On the other hand, we only use pthread_cancel in a few cases, and none of them are needed. It was certainly convenient to write some of the code assuming pthread_cancel works, but we literally only call it while the process is exiting, and there are one or two cases like these where it does not work.

Also note that running on '/' doesn't work if '/' is not the root of a btrfs volume (it can't be a named subvol, it must be subvol=/).
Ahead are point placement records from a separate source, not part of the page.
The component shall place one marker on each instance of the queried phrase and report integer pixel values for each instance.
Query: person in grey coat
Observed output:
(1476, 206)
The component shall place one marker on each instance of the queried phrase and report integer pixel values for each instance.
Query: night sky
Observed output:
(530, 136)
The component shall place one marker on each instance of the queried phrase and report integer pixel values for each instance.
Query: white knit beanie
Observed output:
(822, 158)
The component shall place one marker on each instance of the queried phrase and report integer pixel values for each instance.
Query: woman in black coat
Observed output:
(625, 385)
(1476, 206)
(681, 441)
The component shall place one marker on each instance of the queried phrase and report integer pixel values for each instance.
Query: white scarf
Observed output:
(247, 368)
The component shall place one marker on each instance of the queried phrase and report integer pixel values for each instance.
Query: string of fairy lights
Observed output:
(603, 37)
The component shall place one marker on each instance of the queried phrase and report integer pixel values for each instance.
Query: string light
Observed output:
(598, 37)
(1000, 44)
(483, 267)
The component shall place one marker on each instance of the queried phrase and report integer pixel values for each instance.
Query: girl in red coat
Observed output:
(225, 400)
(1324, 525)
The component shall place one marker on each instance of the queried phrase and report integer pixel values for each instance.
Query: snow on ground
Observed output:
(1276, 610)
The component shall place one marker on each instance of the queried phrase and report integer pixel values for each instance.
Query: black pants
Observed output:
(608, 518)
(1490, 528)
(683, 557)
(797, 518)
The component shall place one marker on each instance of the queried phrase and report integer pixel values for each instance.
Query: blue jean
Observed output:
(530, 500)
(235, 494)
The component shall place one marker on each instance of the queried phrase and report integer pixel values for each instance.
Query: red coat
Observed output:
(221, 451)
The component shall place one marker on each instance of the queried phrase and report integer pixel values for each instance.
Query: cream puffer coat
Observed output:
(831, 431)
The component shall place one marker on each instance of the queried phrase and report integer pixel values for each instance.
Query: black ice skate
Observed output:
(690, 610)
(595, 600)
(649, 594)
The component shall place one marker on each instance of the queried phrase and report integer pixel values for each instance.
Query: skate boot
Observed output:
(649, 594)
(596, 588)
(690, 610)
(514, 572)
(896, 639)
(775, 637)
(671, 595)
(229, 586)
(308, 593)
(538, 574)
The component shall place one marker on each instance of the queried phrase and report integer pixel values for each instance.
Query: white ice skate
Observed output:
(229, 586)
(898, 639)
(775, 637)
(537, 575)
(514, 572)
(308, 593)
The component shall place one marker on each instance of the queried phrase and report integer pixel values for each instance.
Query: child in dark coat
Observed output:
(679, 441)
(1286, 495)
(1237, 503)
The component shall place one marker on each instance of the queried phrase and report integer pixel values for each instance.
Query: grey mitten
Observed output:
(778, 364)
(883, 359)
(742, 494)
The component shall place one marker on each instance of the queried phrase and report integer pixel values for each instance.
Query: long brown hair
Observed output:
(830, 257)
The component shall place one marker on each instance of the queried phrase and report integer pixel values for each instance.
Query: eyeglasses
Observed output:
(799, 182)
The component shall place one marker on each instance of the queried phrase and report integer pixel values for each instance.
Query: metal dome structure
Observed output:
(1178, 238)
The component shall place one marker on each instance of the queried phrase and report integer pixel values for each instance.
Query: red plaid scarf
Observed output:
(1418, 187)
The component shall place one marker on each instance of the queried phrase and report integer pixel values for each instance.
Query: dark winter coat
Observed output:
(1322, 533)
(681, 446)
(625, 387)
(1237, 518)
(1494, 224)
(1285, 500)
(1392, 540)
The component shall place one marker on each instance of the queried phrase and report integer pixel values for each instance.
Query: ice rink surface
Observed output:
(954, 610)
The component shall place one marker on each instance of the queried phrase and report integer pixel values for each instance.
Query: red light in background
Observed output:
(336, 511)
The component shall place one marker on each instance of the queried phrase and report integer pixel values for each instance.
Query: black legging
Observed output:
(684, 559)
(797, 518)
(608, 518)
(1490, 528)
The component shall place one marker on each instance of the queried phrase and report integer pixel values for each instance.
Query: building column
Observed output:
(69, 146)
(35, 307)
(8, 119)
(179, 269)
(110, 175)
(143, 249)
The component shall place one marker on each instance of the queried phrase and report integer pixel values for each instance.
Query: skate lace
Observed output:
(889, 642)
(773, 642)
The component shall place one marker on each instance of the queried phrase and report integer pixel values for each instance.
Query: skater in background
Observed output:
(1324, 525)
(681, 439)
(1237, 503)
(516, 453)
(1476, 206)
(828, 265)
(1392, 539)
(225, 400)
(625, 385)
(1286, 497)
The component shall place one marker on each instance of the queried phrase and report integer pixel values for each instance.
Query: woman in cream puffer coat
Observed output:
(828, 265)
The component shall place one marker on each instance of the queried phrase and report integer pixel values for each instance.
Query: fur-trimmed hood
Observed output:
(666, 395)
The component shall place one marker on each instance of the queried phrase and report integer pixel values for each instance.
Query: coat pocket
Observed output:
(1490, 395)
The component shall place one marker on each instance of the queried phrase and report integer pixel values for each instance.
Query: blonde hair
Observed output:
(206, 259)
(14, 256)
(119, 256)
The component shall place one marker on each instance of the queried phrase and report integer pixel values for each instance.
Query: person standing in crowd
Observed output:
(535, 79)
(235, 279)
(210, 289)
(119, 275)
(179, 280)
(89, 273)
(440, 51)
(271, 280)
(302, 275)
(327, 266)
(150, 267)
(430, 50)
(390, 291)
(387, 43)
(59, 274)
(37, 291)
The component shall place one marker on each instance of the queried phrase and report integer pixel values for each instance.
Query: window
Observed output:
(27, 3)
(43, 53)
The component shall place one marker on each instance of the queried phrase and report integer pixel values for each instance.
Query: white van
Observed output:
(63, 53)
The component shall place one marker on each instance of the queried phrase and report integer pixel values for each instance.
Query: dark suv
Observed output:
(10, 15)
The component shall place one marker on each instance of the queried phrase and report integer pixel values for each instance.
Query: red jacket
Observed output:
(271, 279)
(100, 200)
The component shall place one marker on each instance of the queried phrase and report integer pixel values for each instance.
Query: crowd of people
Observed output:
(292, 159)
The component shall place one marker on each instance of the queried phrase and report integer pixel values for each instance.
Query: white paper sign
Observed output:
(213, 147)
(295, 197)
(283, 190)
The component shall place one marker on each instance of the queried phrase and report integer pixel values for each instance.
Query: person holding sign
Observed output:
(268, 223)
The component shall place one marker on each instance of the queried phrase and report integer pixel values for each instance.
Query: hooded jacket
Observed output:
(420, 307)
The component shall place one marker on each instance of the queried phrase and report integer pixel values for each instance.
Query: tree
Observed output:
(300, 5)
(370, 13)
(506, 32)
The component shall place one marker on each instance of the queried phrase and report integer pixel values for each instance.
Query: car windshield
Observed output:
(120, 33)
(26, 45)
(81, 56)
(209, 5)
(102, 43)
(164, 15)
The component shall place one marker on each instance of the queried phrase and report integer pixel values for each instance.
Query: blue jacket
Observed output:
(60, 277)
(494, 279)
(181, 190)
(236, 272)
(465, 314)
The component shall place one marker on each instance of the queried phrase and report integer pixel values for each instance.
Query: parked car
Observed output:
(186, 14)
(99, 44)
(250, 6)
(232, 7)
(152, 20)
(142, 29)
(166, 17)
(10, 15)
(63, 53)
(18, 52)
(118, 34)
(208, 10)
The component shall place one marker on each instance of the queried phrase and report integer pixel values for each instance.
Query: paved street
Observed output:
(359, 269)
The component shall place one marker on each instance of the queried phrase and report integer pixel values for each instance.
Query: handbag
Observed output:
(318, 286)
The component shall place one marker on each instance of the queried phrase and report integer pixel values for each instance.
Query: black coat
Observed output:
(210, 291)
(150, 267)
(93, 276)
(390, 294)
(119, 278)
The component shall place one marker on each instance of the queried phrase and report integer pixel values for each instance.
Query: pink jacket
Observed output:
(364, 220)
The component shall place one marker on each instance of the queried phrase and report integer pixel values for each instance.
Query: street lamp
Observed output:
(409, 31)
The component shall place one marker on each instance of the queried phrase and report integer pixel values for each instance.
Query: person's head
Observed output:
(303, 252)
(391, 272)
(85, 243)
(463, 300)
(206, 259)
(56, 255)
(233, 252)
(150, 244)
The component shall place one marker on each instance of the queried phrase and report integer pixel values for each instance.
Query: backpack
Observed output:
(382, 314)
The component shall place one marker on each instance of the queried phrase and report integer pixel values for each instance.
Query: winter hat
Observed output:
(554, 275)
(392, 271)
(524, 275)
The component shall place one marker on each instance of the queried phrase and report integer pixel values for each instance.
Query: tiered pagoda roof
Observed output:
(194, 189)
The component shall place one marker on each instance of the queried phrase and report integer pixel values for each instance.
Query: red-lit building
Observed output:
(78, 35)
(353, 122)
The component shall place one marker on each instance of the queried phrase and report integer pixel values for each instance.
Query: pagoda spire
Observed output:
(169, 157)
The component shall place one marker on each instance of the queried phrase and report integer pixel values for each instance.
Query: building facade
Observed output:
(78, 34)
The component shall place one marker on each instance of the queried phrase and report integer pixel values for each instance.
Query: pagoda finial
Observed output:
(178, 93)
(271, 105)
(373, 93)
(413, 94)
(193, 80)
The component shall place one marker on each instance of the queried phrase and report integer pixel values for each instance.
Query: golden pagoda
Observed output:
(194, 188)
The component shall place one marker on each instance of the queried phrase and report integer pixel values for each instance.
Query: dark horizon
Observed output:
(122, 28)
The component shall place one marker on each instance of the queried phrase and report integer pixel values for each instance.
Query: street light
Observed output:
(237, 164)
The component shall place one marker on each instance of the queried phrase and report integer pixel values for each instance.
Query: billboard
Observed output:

The code might be trying to print an exception like this one:

# ~./bin/bees /
bees version v0.6-152-gbfc4a9b5
2021-04-28 16:46:12.826 23138.23138<7> bees: Masking signals
2021-04-28 16:46:12.826 23138.23138<7> bees: BeesThread exec progress_report
2021-04-28 16:46:12.826 23138.23138<7> bees: BeesThread exec status_report
2021-04-28 16:46:12.826 23138.23139<7> progress_report: Starting thread progress_report
2021-04-28 16:46:12.826 23138.23138<6> bees: setting rlimit NOFILE to 10340
2021-04-28 16:46:12.826 23138.23140<7> status_report: Starting thread status_report
2021-04-28 16:46:12.826 23138.23138<5> bees: setting worker thread pool maximum size to 16
2021-04-28 16:46:12.826 23138.23140<7> status_report: Exiting thread status_report, 0.001 sec
2021-04-28 16:46:12.826 23138.23138<5> bees: setting root path to '/'
2021-04-28 16:46:12.826 23138.23138<6> bees: set_root_path /
2021-04-28 16:46:12.826 23138.23138<6> bees: set_root_fd /
2021-04-28 16:46:12.826 23138.23138<7> bees: BeesThread destructor status_report
2021-04-28 16:46:12.826 23138.23138<7> bees: Cancelling thread status_report
2021-04-28 16:46:12.826 23138.23138<7> bees: pthread_cancel returned Unknown error -3
2021-04-28 16:46:12.826 23138.23138<7> bees: Waiting for thread status_report
2021-04-28 16:46:12.826 23138.23138<7> bees: Waited for status_report, 0.001 sec
2021-04-28 16:46:12.826 23138.23138<7> bees: BeesThread destructor progress_report
2021-04-28 16:46:12.826 23138.23138<7> bees: Cancelling thread progress_report
2021-04-28 16:46:12.826 23138.23138<7> bees: Waiting for thread progress_report
2021-04-28 16:46:12.826 23138.23138<7> bees: Waited for progress_report, 0.001 sec
2021-04-28 16:46:12.826 23138.23138<5> bees:
2021-04-28 16:46:12.826 23138.23138<5> bees:
2021-04-28 16:46:12.826 23138.23138<5> bees: *** EXCEPTION ***
2021-04-28 16:46:12.826 23138.23138<5> bees:    exception type std::invalid_argument: root_fd_treeid = 258 failed constraint check (root_fd_treeid == BTRFS_FS_TREE_OBJECTID) at bees-context.cc:940
2021-04-28 16:46:12.826 23138.23138<5> bees: ***
terminate called after throwing an instance of 'std::invalid_argument'
  what():  root_fd_treeid = 258 failed constraint check (root_fd_treeid == BTRFS_FS_TREE_OBJECTID) at bees-context.cc:940
Aborted

If '/' is not the root of a btrfs then you will need to mount the btrfs root somewhere else so bees can access it. This is the purpose of the /var/lib/bees mounts in https://zygo.github.io/bees/running.html

fabricemarie commented 3 years ago

Changed the root volume to be subvol=/ (and indeed upgraded a few packages since the original submission date). It works beautifully now. Thanks!